Introduction
Most prostate cancers are indolent and will not progress to cause significant disease. Due to the lack of prognostic or predictive biomarkers there is difficulty in deciding whom to treat and how, thus leading to unnecessary morbidity and mortality due to overtreatment and undertreatment of the disease.
Background
Prostate cancer growth is dependent upon androgen receptor (AR) activation, which is achieved via phosphorylation. Previous research has shown that phosphorylation of the AR at serine residue 81 (pARS81) and 578 (pARS578) were associated with worse clinical outcome.
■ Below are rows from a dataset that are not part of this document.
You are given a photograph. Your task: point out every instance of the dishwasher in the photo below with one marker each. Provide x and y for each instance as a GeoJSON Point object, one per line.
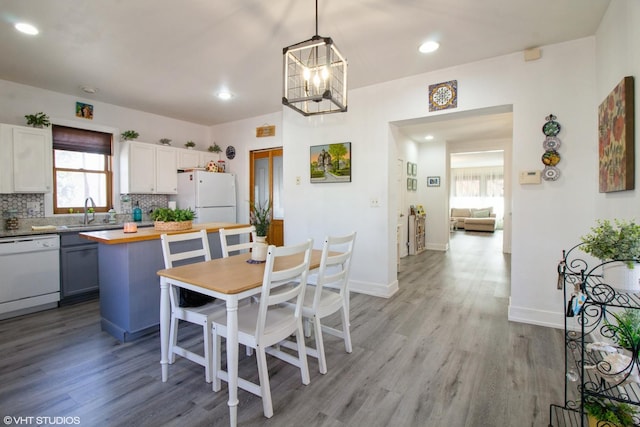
{"type": "Point", "coordinates": [29, 274]}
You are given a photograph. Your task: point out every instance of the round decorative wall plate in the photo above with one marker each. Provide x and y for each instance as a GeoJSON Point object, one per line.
{"type": "Point", "coordinates": [550, 173]}
{"type": "Point", "coordinates": [551, 158]}
{"type": "Point", "coordinates": [551, 143]}
{"type": "Point", "coordinates": [551, 128]}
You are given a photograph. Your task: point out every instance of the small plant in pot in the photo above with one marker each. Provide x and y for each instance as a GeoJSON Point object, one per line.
{"type": "Point", "coordinates": [608, 413]}
{"type": "Point", "coordinates": [129, 135]}
{"type": "Point", "coordinates": [618, 241]}
{"type": "Point", "coordinates": [260, 217]}
{"type": "Point", "coordinates": [626, 328]}
{"type": "Point", "coordinates": [172, 219]}
{"type": "Point", "coordinates": [37, 120]}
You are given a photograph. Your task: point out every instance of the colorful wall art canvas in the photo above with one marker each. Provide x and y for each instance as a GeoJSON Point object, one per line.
{"type": "Point", "coordinates": [330, 163]}
{"type": "Point", "coordinates": [616, 139]}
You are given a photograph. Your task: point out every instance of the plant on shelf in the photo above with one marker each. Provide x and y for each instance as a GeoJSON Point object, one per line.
{"type": "Point", "coordinates": [129, 135]}
{"type": "Point", "coordinates": [626, 330]}
{"type": "Point", "coordinates": [37, 120]}
{"type": "Point", "coordinates": [260, 217]}
{"type": "Point", "coordinates": [618, 241]}
{"type": "Point", "coordinates": [613, 413]}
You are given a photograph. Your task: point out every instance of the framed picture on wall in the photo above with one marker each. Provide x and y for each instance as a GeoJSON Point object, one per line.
{"type": "Point", "coordinates": [330, 163]}
{"type": "Point", "coordinates": [433, 181]}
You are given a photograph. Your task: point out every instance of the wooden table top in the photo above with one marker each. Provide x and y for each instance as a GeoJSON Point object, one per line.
{"type": "Point", "coordinates": [234, 274]}
{"type": "Point", "coordinates": [116, 237]}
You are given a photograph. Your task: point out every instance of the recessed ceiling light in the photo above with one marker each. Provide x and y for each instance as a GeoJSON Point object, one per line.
{"type": "Point", "coordinates": [25, 28]}
{"type": "Point", "coordinates": [225, 95]}
{"type": "Point", "coordinates": [429, 47]}
{"type": "Point", "coordinates": [89, 89]}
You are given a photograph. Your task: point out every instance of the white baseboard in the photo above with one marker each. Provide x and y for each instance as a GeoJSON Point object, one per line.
{"type": "Point", "coordinates": [437, 247]}
{"type": "Point", "coordinates": [374, 289]}
{"type": "Point", "coordinates": [550, 319]}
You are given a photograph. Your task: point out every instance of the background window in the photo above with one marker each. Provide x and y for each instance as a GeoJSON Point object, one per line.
{"type": "Point", "coordinates": [81, 168]}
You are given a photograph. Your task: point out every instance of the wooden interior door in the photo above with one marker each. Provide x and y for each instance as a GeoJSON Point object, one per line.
{"type": "Point", "coordinates": [266, 185]}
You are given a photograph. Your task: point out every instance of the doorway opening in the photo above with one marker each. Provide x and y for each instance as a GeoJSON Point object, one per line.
{"type": "Point", "coordinates": [266, 187]}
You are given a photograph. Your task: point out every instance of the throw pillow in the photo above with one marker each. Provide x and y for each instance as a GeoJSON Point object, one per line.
{"type": "Point", "coordinates": [480, 213]}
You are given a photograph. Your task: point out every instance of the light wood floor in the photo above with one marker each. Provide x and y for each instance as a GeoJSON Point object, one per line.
{"type": "Point", "coordinates": [441, 352]}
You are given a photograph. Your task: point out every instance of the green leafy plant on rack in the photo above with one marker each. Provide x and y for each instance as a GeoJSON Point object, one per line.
{"type": "Point", "coordinates": [609, 241]}
{"type": "Point", "coordinates": [613, 413]}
Protein kinase C (PKC) is one kinase that can mediate AR phosphorylation and Scansite 2.0 predicted PKC as a strong candidate for mediating phosphorylation at Ser-578. This study aimed to establish if AR phosphorylation at Ser-578 by PKC is of prognostic significance.
Methods
Immunohistochemistry was employed to stain for expression of AR, pARS81, pARS578, PKC and phosphorylated PKC (pPKC) in 90 hormone-naïve prostate cancer specimens. Cytoplasmic and nuclear protein expression were quantified using the weighted histoscore method and analysed with regard to clinico-pathological characteristics and outcome measures: time to biochemical relapse, survival from biochemical relapse and disease-specific survival.
Results
Nuclear PKC expression was significantly associated with expression of cytoplasmic pARS578 (c.c. 0.426, p=0.002) and nuclear pARS578 (c.c. 0.469, p=0.001). High cytoplasmic and nuclear pARS578 expression were associated with disease-specific survival (p<0.001 and p=0.036, respectively). High cytoplasmic pARS578 expression was also associated with shorter time to biochemical relapse (p=0.034) and shorter survival from biochemical relapse (p=0.034). High nuclear PKC expression was associated with lower disease-specific survival when combined with high pARS578 in the cytoplasm (p=0.001) and nucleus (p=0.038).
Conclusions
High pARS578 expression is associated with shorter time to biochemical relapse, decreased survival from biochemical relapse and decreased disease-specific survival. This shows pARS578 is a potential independent negative prognostic biomarker in hormone-naïve prostate cancer patients. Phosphorylation of the AR at Ser-578 is strongly associated with PKC expression; therefore, this PKC-driven AR phosphorylation may promote prostate cancer progression and provide a potential novel therapeutic target.